Tuesday, June 24, 2008

You know you're an English major in England when...

You know you're an English major in England when . . .

you go to the King's Cross Station in London just so you can find Platform 9 3/4 AND you find it and then you see random birds fly through the station and you automatically think you've seen Hedwig.

you and your friend have a list of every book and movie that takes place in the country you are currently in and will randomly quote from the books and movies and sing songs that fit it ("It won't rain... you always say that, then it always does." Sense and Sensibility)

you spend 4 hours on a train from Paris to go to Amsterdam and stay in a hostel just so you can be at the Anne Frank Haus at 9am to make sure you can finally see what you've been reading and teaching about and so you can buy posters and books for your classroom and get a fun souvenir for your other teacher friend who didn't get to come.

you and your friend will spend 5 pounds ($10) so you can stand for 3 hours to watch a play and think it's really cool because you're standing in Shakespeare's Globe Theatre as groundlings.

you realize after having visited Mary Queen of Scot's Edinburgh house and seen where she gave birth to her son in the Edinburgh Castle and heard all about her terribly torturous and tragic life, that the scene that is reenacted in "Anne of Avonlea" the movie about Mary is wrong because while Elizabeth I was Mary's cousin, they didn't ever meet in life, so Mary could never have plead at Elizabeth's feet for mercy and laugh at the irony that their graves were both moved to Westminster Abbey in London where they are now buried next to one another.
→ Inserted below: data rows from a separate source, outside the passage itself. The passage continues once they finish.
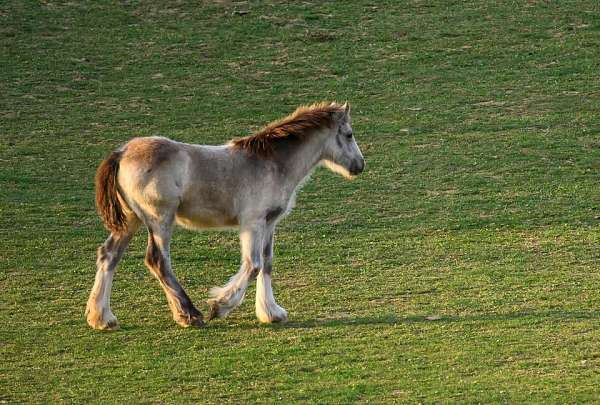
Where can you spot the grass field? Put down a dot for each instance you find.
(462, 266)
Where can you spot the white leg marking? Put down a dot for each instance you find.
(224, 299)
(99, 314)
(267, 310)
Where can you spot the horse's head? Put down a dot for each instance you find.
(341, 153)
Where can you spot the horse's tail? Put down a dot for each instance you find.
(107, 197)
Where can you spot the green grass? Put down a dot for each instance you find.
(480, 205)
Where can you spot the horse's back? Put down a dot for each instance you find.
(153, 171)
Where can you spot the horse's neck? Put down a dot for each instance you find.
(298, 162)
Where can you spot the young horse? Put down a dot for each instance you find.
(249, 183)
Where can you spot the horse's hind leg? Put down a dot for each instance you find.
(98, 312)
(158, 262)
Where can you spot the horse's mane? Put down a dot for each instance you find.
(297, 125)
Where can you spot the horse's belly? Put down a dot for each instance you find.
(202, 219)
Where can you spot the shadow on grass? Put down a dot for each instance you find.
(392, 319)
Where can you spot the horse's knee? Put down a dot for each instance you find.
(154, 258)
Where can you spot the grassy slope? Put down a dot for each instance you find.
(480, 204)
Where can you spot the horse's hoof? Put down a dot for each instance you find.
(100, 324)
(193, 321)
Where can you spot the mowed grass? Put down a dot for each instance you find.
(463, 265)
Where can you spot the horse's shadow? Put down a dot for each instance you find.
(394, 319)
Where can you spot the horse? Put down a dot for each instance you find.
(249, 183)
you and your friend spend 6 hours round trip on a train so you can go to the Lake District to see William Wordsworth's house but then you see a sign for Beatrix Potter's house 2 miles away and you decide to follow the public footpath through cow and sheep pastures up a hill to the remote teeny tiny little town of Hill Top so you can wait an hour to spend 10 min. in her little teeny tiny house that was build in the mid 1600's and she added on to in the mid 1800's and left the house to the National Trust in her will so that nothing about it can ever be changed and sadly, never saw Wordsworth's house.

you and your two friends travel an hour to go wander around the cemetery of the Bronte Parsonage at dusk in the rain and then walk along the public foot path the Bronte sisters walked on a little ways trying to find the moors that are so famous in their books and you end up spending 45 minutes talking to a Yorkshire butcher (who rents 3 fields so he can raise horses and sheep) about US politics and the economy and then you drive up a hill for another mile so you can actually see and "feel" the moors (the butcher said we needed to "feel" the moors) then take random pictures of the town of Hayworth from the top of the hill.
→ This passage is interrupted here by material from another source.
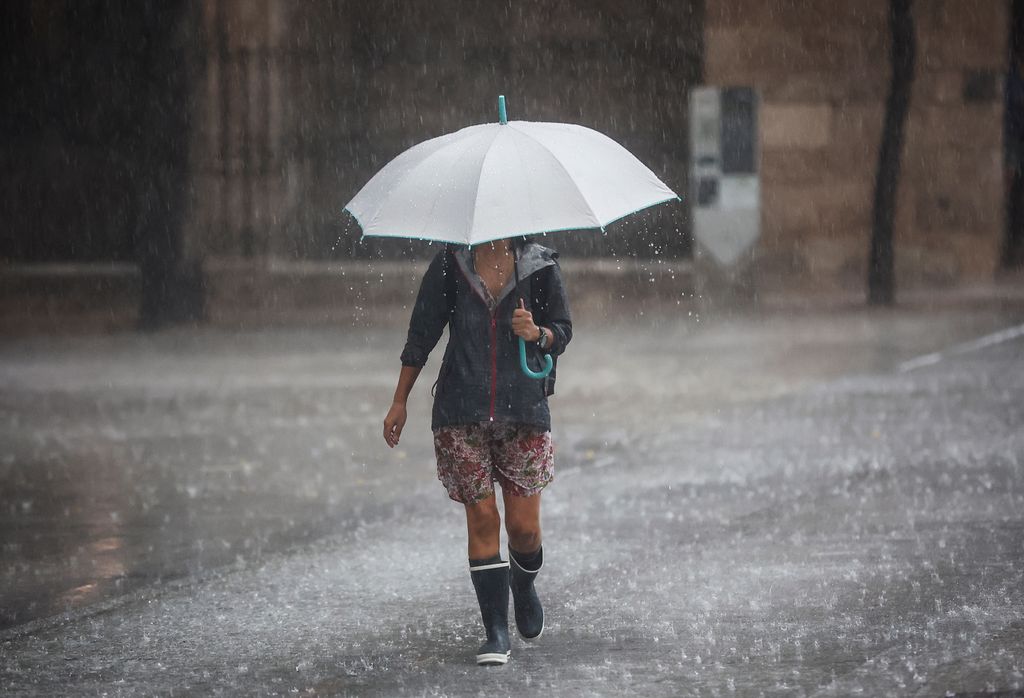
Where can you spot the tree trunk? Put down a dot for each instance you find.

you have added 10 pounds to your suitcase because you've purchased a guidebook for every palace, castle, house, tower that you've seen because want to read about it later.
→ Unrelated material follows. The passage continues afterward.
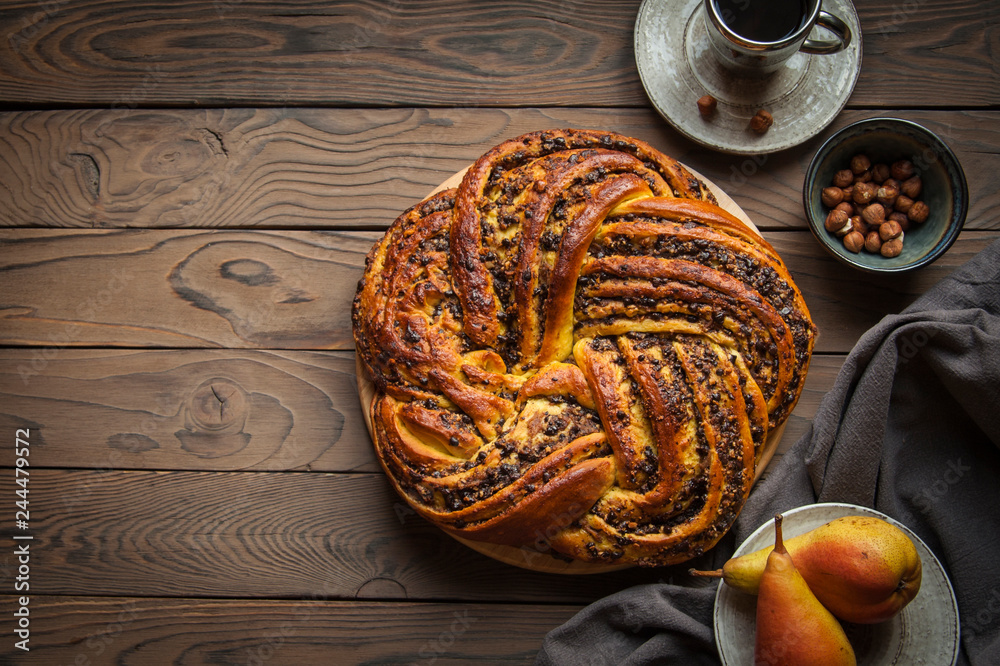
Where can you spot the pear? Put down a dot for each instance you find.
(863, 569)
(793, 627)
you and your friend take all your luggage down to Stratford-Upon-Avon so you can see Shakespeare's house and make sure you see a play from his hometown and would consider your trip to England almost a complete waste if you didn't go there at all.

you and your friend are fascinated by wording on signs and wonder why do they say "Mind the Gap" instead of "Watch your Step" like we would in America? why do they say "Please do not let your dog foul this area" instead of "Clean up after your dog" or "Poop Pollutes" like signs say in Oceanside, CA? Why be confusing and ask "Is this for take away" at a restaurant instead of saying "Take out"? or laugh when a sign at the train station says "Anti-Social behaviour is not permitted here" and immediately think of taking a picture and putting it in your classroom.

you and your friend both-- independently-- packed books that take place in England just so you could read then while in their native country and have let these books inspire random quoting, discussions and trips to random places.

Finally, you are sitting at a computer in Harrogate, England typing up all the things you've done in the last 2 weeks that show you really are an English major at heart :)

2 comments:

Lauren said...

Such a fun post! I love it. Sounds like you two are in heaven!

Tyler Waterfall said...

Adrienne! I am glad you could go to Haworth and the Lake District...some of my very favorite places! It looks like you had the trip of a lifetime!